Hubo un corto silencio en el que ambas nos
miramos a los ojos como creo que ya habíamos hecho antes y nos abríamos con
sinceridad sin decir palabra alguna ni comprender. Era todo muy extraño y yo
deseaba preguntárselo.
- Por cierto...
- Ouai?-
interpeló de forma rápida antes de que yo continuara.
- Hmm...- dudé un instante, no sabía cómo
cuestionárselo exactamente, cómo hacer para no parecer brusca y para que me entendiera
a la primera; cosa que pareció imposible-. ¿Por qué?- solté sin pensar fijando la vista en sus ojos castaños.
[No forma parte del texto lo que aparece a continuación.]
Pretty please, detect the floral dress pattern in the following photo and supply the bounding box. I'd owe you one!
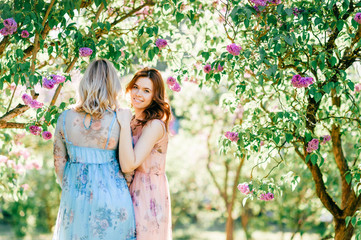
[53,110,136,240]
[130,120,172,240]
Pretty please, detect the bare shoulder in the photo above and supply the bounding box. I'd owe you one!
[143,119,165,139]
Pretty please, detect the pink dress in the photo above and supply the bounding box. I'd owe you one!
[130,120,172,240]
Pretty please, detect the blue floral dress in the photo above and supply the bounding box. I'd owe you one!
[53,110,136,240]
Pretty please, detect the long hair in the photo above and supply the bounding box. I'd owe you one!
[126,68,171,130]
[75,59,121,119]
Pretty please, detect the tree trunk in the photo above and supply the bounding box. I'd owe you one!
[334,219,354,240]
[226,204,234,240]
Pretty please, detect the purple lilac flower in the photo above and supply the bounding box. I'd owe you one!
[354,12,361,24]
[291,74,313,88]
[227,43,242,56]
[43,77,55,89]
[29,100,44,108]
[259,193,274,201]
[41,131,53,140]
[155,38,168,49]
[203,64,212,73]
[237,183,251,195]
[21,93,33,105]
[79,47,93,57]
[29,125,41,135]
[50,74,65,84]
[355,83,361,92]
[321,135,331,145]
[170,82,182,92]
[21,30,30,38]
[224,131,239,142]
[167,77,177,86]
[4,18,18,34]
[214,64,224,72]
[0,27,10,36]
[306,138,320,153]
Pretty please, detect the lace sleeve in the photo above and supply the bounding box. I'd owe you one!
[54,115,68,186]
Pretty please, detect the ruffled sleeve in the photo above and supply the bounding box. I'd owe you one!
[54,114,68,186]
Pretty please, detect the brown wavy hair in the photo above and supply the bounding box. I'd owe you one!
[126,67,171,131]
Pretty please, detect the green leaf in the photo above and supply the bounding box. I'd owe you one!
[336,20,344,31]
[16,48,24,58]
[163,3,170,11]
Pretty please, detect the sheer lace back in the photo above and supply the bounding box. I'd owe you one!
[58,110,119,150]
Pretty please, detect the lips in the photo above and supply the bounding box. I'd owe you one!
[133,98,143,103]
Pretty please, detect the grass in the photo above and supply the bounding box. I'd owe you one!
[0,225,320,240]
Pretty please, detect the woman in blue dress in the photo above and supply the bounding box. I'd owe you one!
[53,59,136,240]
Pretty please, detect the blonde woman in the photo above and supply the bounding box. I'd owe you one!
[53,59,136,240]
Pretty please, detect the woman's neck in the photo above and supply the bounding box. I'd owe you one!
[134,109,144,120]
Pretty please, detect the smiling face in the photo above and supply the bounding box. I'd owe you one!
[130,77,154,110]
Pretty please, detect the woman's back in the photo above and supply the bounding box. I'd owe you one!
[58,110,119,150]
[53,110,135,240]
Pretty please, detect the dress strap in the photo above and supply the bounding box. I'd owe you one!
[105,112,116,149]
[63,109,71,144]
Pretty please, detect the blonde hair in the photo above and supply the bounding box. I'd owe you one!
[74,59,121,119]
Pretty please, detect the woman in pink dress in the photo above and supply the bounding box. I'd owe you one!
[117,68,172,240]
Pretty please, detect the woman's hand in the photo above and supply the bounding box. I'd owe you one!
[116,108,132,126]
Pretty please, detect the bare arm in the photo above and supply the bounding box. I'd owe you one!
[54,113,68,185]
[117,110,165,172]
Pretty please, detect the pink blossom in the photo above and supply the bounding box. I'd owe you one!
[355,83,361,92]
[203,64,212,73]
[354,12,361,24]
[321,135,331,145]
[41,131,53,140]
[291,74,313,88]
[21,30,30,38]
[259,193,274,201]
[50,74,65,84]
[4,18,18,32]
[0,155,9,163]
[214,64,223,72]
[29,125,41,135]
[6,160,16,168]
[20,183,29,191]
[170,82,182,92]
[21,93,33,105]
[79,47,93,57]
[306,138,320,153]
[13,163,25,174]
[167,77,177,86]
[237,183,251,195]
[227,43,242,56]
[0,18,18,36]
[43,77,55,89]
[0,28,11,36]
[30,100,44,108]
[224,131,239,142]
[155,38,168,49]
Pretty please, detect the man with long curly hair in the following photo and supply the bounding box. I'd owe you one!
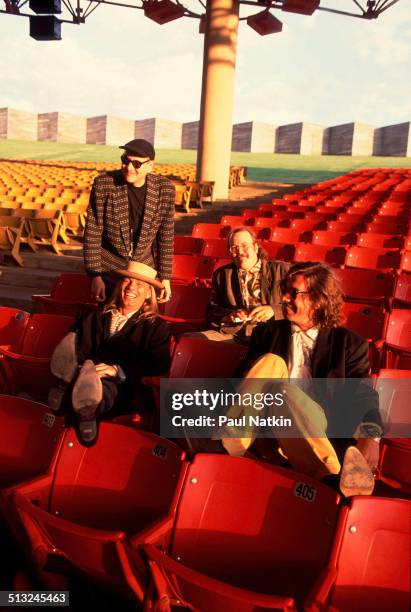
[223,262,382,495]
[49,261,170,446]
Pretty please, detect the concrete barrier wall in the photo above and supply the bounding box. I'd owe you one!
[0,108,37,140]
[373,121,411,157]
[231,121,276,153]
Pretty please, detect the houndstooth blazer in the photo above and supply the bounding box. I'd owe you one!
[84,170,175,279]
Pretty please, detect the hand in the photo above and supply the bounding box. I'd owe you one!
[250,305,274,323]
[96,363,117,378]
[90,276,106,302]
[157,279,171,304]
[221,309,248,323]
[357,438,380,474]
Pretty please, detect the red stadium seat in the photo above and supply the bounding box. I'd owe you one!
[385,308,411,368]
[0,314,74,399]
[270,227,312,244]
[394,274,411,306]
[345,246,401,270]
[174,236,203,255]
[294,243,347,267]
[172,255,215,282]
[7,423,185,599]
[201,238,230,259]
[311,230,357,246]
[260,240,295,261]
[305,496,411,612]
[159,284,211,335]
[170,336,247,378]
[0,395,64,489]
[336,268,395,305]
[32,274,97,317]
[191,223,230,238]
[357,232,405,249]
[138,454,339,612]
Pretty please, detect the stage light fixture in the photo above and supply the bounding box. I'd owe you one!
[143,0,184,25]
[281,0,320,15]
[247,9,283,36]
[30,15,61,40]
[29,0,61,15]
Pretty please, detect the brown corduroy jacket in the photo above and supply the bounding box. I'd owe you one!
[84,170,175,279]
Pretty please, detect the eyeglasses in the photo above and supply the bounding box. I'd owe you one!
[121,153,151,170]
[228,242,253,255]
[283,287,310,300]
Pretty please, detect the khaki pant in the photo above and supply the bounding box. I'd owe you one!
[222,353,341,480]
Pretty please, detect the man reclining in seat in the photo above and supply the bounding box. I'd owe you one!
[49,261,170,446]
[222,262,383,496]
[203,227,289,344]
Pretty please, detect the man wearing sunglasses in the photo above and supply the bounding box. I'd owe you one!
[223,262,383,496]
[84,138,175,302]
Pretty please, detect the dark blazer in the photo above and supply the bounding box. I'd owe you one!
[84,170,175,279]
[206,259,290,326]
[74,311,171,399]
[238,319,382,446]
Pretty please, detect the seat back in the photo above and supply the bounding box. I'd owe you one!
[51,274,94,303]
[172,255,215,281]
[170,337,247,378]
[0,306,30,352]
[0,395,64,488]
[49,423,184,534]
[336,268,395,303]
[171,454,339,601]
[162,284,211,319]
[331,497,411,612]
[21,314,74,357]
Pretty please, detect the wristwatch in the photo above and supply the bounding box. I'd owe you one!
[353,423,383,442]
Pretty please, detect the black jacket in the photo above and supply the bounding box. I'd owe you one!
[206,259,289,326]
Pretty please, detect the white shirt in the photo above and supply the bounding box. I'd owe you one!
[288,323,318,378]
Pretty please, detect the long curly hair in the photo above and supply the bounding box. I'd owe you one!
[281,261,344,327]
[103,279,158,319]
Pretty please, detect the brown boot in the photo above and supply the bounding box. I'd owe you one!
[71,359,103,446]
[340,446,375,497]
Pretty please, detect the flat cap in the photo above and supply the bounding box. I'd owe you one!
[119,138,156,159]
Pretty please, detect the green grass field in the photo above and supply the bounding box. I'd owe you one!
[0,139,411,183]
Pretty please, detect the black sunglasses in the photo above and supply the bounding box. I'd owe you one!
[283,287,310,300]
[121,153,151,170]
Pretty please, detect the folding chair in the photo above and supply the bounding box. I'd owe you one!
[160,284,211,335]
[0,395,64,489]
[170,336,247,378]
[191,223,230,238]
[201,238,230,259]
[135,454,339,612]
[172,255,215,282]
[6,422,185,600]
[336,268,395,307]
[0,314,74,400]
[32,274,97,317]
[294,243,347,267]
[345,246,401,270]
[384,308,411,368]
[174,236,204,255]
[343,302,388,372]
[304,496,411,612]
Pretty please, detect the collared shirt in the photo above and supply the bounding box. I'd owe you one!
[238,259,261,311]
[288,323,318,378]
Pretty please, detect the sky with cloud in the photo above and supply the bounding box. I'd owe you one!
[0,0,411,126]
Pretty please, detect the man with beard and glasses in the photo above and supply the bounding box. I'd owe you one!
[84,138,175,302]
[222,262,383,496]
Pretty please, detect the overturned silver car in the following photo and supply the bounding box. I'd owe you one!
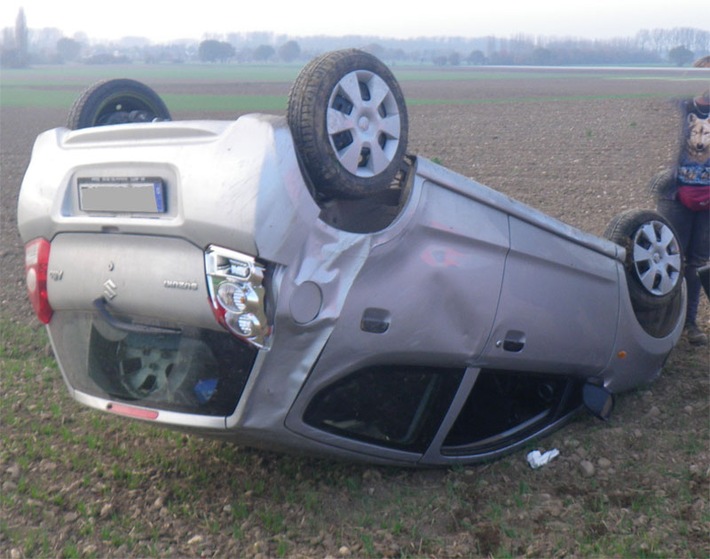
[18,50,685,465]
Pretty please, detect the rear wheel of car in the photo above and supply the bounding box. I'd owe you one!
[67,79,170,130]
[288,49,409,198]
[604,210,683,337]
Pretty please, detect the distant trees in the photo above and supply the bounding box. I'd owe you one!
[252,45,276,62]
[278,41,301,62]
[197,39,236,62]
[668,45,695,66]
[0,8,30,68]
[15,8,30,68]
[0,14,710,68]
[57,37,82,62]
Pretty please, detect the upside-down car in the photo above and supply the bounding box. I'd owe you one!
[18,50,686,466]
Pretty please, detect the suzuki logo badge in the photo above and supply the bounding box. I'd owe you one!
[104,279,118,301]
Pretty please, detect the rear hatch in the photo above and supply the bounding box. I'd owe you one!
[47,233,258,419]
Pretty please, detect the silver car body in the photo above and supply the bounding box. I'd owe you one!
[18,115,684,465]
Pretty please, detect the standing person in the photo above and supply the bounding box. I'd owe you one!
[650,90,710,345]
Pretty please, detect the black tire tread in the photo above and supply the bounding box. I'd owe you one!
[67,78,171,130]
[287,49,408,198]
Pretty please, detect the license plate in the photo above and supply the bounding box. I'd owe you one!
[77,177,166,213]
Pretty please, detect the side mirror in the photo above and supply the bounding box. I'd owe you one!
[582,383,614,421]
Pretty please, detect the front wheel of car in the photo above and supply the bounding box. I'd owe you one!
[604,210,684,337]
[288,49,408,198]
[67,79,171,130]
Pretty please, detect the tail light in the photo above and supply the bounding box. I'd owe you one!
[205,246,271,348]
[25,238,54,324]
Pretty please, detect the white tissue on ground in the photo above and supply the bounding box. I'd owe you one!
[528,448,560,470]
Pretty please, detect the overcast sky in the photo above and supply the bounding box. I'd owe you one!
[0,0,710,42]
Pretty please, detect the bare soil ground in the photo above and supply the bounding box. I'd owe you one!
[0,70,710,559]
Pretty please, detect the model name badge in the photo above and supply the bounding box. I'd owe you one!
[163,280,197,291]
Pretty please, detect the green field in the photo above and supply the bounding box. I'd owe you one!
[0,64,707,113]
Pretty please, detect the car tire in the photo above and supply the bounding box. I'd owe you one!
[288,49,409,199]
[604,210,683,310]
[67,79,171,130]
[604,210,684,337]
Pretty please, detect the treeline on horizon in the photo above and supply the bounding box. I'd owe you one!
[0,10,710,68]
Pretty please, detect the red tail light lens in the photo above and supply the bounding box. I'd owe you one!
[25,239,54,324]
[205,246,271,348]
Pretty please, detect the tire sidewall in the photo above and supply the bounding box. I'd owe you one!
[604,210,684,312]
[67,78,171,130]
[288,49,408,198]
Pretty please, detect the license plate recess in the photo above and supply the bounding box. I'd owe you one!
[77,177,167,214]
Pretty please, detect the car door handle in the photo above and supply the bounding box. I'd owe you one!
[496,330,525,353]
[94,297,182,336]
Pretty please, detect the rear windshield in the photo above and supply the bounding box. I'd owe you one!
[49,312,257,416]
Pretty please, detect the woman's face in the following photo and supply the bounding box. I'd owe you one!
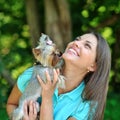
[63,34,97,71]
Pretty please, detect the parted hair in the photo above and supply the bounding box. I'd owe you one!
[83,32,111,120]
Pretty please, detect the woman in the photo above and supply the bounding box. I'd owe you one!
[7,33,111,120]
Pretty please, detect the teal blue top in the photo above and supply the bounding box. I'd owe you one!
[17,67,90,120]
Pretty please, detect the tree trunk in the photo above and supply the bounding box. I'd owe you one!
[44,0,71,51]
[25,0,40,47]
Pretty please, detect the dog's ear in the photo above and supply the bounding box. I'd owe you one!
[32,48,41,57]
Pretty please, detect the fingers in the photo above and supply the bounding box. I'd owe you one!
[23,101,37,120]
[37,69,60,86]
[29,101,37,118]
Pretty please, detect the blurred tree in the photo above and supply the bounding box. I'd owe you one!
[25,0,41,47]
[44,0,72,51]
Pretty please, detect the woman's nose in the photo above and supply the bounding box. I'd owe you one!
[73,40,80,48]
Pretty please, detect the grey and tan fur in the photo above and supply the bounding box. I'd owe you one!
[11,34,65,120]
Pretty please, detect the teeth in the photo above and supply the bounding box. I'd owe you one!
[69,48,77,55]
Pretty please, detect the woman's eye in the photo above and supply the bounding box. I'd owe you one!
[85,43,91,49]
[75,36,81,41]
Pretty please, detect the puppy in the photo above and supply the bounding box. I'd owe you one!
[11,34,65,120]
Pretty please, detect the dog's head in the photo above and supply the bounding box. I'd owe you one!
[32,33,62,67]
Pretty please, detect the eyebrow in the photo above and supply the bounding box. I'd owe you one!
[75,36,81,40]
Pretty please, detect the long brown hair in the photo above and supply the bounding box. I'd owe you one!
[83,32,111,120]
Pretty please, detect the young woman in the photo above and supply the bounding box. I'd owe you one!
[7,33,111,120]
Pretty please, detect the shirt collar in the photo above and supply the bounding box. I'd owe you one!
[54,81,85,101]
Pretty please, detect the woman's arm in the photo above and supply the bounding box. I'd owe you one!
[6,84,22,116]
[37,70,59,120]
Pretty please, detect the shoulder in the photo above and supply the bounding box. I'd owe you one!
[17,67,33,93]
[70,101,90,120]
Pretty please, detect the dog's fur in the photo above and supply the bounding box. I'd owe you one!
[11,34,65,120]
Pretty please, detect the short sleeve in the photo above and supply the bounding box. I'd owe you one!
[71,102,90,120]
[17,67,33,93]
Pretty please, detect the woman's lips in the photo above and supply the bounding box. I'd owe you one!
[67,48,79,56]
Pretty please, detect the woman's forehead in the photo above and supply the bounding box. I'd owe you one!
[79,34,97,45]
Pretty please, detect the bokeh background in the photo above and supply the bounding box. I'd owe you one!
[0,0,120,120]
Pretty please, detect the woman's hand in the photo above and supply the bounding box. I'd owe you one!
[37,69,59,98]
[23,101,37,120]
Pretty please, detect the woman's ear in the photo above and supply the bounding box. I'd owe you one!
[88,63,97,72]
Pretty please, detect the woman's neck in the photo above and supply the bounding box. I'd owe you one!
[59,66,85,94]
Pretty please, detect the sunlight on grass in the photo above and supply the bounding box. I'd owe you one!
[98,6,106,12]
[102,27,115,45]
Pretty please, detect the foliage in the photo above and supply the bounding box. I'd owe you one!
[0,0,120,120]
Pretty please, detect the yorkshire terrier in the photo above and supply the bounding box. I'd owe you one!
[11,33,65,120]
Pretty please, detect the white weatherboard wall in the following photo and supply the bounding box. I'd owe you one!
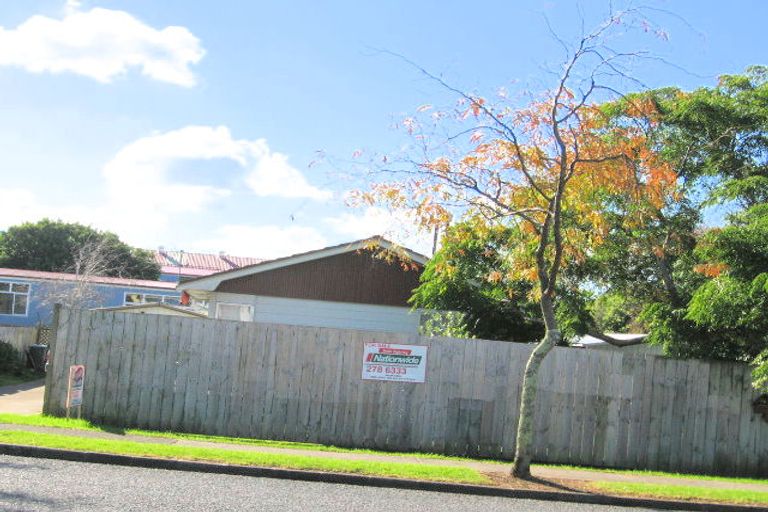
[208,293,421,334]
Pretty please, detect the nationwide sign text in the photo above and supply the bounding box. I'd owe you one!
[363,343,427,382]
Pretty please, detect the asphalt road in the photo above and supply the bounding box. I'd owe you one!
[0,455,684,512]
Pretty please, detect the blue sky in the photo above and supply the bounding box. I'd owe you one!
[0,0,768,257]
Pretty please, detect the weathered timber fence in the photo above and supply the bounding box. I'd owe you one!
[45,310,768,476]
[0,325,38,360]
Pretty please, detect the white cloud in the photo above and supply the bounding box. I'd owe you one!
[245,144,333,201]
[323,206,432,254]
[0,126,330,254]
[0,6,205,87]
[194,224,328,259]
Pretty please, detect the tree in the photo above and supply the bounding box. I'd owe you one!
[361,10,676,477]
[685,204,768,376]
[592,66,768,372]
[411,219,544,342]
[0,219,160,280]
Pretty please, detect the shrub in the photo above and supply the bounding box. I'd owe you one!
[0,341,24,374]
- ¿Cómo que por qué? –reaccionó dudosa la
anciana y sin comprender a qué me refería yo con esa pregunta tan escueta y
extraña en esos momentos.
- ¿Por qué...?- estaba hecha un lío, un lío
incapaz de deshacerse-. ¿Por qué se toma tantas molestias conmigo? Sólo soy una
desconocida para usted.
- En eso tiene usted razón...
- Entonces, ¿por qué me ha dejado pasar a
su hogar? ¿Por qué ha decidido fiarse de mí? ¿Por qué no me intenta ahuyentar
con la mirada como han hecho todos sus vecinos? ¡Sólo soy una pobre forastera
que viene quién sabe de dónde y quién sabe para qué!- alcé mi cuerpo para
posarme enfrente de la sonriente y fascinada anciana que se encontraba, ahora y
después de limpiar bien el suelo de madera, sentada en el sillón que ya había
deducido nada más entrar en el salón que sería suyo-. ¡No lo entiendo!- asomaba
paulatinamente mi temido sobresalto-. ¡Es algo incomprensible...!- dejé caer mi
delgado cuerpo en el canapé-. Me es imposible comprenderla. Lo siento.